Diverse and efficient strategies for beginning congregations are required, too. “The church will need to find new models for lowering the cost of planting while increasing the number of leaders who reflect the increasing diversity of urban populations, all without sacrificing historic orthodoxy,” the report says. “We must engage in a culture that has a substantial portion of its people who no longer think the church is relevant to them, or increasingly, are ignorant of Christian context and language.”

Church Planting’s Growth Mindset

The average church has 186 worshipers each week, yet the median number is only 75. By contrast, “the average well-trained and equipped church plant will grow to an average of 250 weekly participants within four years,” according to the report. And about 42 percent of the congregation will consist of previously unchurched people, including many who were previously unaffiliated. Because of that, the report concludes: “New church plants are perhaps the most effective method for reaching the unchurched.”

The “planting” congregations also benefit: “New church plants that launch daughter churches within their first three to five years average twice as many weekly attendees compared to those that do not replicate.”

To reach the target of doubling U.S. church plants, “The Great Opportunity” offers five recommendations:

  1. Vision casting to recruit and unleash more church planters. This includes looking beyond seminary graduates and focusing on the concept of a hub church that “plants tens if not hundreds of smaller churches.”
  2. Increasing and strengthening multi-platform and virtual training offerings for church planters. Long-term success rates double when planters receive at least a month’s worth of instruction. Digital and cross-denominational training will be key.
  3. Investing in mixed-platform apprentice models. Thanks to video technology, successful church planters can mentor a large number of rookies.
  4. Catalyzing the necessary funding for church planting. Crowdfunding and matching-funds program can help cover the estimated $1 billion needed to plant more than 200,000 churches by the year 2050.
  5. Investing in an online hub or app-based approach that pulls many of these pieces together to mobilize church planting. The Internet and mobile apps can pinpoint geographic needs, match church planters with ideal locations, and more.
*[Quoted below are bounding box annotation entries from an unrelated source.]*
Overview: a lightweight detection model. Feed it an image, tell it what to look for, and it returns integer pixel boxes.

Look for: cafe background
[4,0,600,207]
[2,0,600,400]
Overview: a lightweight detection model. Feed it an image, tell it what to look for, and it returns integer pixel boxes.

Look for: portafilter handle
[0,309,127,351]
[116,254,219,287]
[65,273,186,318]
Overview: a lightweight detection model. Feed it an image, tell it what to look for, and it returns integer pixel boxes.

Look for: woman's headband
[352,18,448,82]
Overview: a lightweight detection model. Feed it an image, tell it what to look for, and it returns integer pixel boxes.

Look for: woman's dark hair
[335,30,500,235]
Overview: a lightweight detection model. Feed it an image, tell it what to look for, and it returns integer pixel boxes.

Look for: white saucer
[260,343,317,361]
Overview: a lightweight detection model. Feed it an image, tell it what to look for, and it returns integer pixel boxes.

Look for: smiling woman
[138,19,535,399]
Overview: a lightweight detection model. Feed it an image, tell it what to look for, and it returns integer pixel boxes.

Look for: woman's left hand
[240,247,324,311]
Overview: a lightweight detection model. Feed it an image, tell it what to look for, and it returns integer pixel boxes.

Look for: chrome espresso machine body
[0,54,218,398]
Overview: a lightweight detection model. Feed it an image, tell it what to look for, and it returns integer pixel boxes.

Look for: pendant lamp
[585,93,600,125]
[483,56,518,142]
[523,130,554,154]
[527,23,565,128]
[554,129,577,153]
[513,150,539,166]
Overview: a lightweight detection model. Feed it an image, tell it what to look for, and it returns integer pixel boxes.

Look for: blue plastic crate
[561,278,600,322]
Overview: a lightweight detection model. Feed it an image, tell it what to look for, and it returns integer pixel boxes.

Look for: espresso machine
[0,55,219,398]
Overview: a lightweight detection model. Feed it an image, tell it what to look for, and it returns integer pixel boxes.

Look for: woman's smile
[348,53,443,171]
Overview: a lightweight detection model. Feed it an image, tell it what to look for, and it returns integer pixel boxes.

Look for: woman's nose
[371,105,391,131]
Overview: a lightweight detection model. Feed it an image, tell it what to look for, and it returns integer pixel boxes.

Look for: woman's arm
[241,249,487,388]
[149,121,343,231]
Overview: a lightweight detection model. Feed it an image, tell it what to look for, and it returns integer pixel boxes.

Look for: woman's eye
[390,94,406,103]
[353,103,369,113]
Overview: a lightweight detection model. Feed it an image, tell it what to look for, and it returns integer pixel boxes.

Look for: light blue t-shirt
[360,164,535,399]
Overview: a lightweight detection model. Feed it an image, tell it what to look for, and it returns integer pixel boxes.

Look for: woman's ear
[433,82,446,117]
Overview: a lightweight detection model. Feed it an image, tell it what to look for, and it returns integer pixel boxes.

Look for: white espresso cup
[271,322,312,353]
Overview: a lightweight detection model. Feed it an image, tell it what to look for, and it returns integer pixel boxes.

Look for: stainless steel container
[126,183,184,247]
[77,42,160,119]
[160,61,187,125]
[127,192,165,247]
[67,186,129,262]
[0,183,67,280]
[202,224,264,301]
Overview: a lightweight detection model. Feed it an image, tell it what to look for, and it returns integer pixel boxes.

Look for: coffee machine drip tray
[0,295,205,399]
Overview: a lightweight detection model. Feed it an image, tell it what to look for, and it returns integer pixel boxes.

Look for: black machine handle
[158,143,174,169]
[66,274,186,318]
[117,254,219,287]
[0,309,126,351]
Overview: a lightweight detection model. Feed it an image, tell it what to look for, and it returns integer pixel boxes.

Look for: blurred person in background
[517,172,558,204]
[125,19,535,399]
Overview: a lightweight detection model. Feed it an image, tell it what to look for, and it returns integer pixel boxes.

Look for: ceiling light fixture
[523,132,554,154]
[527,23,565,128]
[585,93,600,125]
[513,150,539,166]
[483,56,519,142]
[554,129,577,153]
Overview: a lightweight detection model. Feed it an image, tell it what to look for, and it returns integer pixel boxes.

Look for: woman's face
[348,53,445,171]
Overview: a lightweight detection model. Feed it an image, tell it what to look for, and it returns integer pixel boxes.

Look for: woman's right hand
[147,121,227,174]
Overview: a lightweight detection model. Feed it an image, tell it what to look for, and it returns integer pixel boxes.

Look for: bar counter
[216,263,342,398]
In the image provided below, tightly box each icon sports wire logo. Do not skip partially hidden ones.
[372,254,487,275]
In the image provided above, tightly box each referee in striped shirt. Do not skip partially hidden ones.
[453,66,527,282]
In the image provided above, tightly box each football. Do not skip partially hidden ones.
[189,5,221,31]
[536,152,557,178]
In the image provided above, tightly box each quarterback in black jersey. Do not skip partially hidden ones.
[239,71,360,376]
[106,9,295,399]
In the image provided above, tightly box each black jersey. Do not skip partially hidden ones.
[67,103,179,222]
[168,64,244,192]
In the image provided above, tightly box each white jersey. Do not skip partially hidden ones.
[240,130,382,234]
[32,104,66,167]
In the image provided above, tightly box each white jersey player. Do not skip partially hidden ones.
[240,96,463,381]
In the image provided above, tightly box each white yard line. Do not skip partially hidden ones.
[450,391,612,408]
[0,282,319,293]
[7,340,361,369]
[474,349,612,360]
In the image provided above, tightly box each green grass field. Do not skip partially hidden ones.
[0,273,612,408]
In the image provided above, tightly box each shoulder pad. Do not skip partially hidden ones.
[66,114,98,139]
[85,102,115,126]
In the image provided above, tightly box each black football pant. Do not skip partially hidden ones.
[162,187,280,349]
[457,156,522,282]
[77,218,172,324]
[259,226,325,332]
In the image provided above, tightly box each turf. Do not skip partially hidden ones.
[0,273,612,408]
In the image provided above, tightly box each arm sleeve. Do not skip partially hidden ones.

Free Church Planting Resources Now Available

Based on findings from “The Great Opportunity” report, church-planting organization Stadia is now offering free services. These include coaching, fundraising training, bookkeeping, document prep and post-launch support. Since 2003, Stadia and its partners have helped launch almost 300 U.S. churches and almost 200 global churches.

Justin Moxley, Stadia’s partnership development executive, spoke with ChurchLeaders about the need for church planting—and some of the challenges involved with the process. “I think church planting is just about as hard as it has ever been,” he says, but “the need continues to grow and grow and grow.” He adds, “Every one of us should be a part of church planting. The question is what role should we play?”

A changing cultural landscape ensures that church planting will never be boring. “There are new expressions of the church that constantly need to be telling the true, same Gospel story,” Moxley says, “just in a way that [unchurched people] can understand and that they can grasp.”Top of FormBottom of Form

The implications of U.S. church planting and growth reach far beyond America’s borders. “It would be a great loss to the world if the American church failed to steward its domestic mandate well,” the report warns. But overall it maintains an optimistic tone, expressing confidence that the church can not only grow but thrive.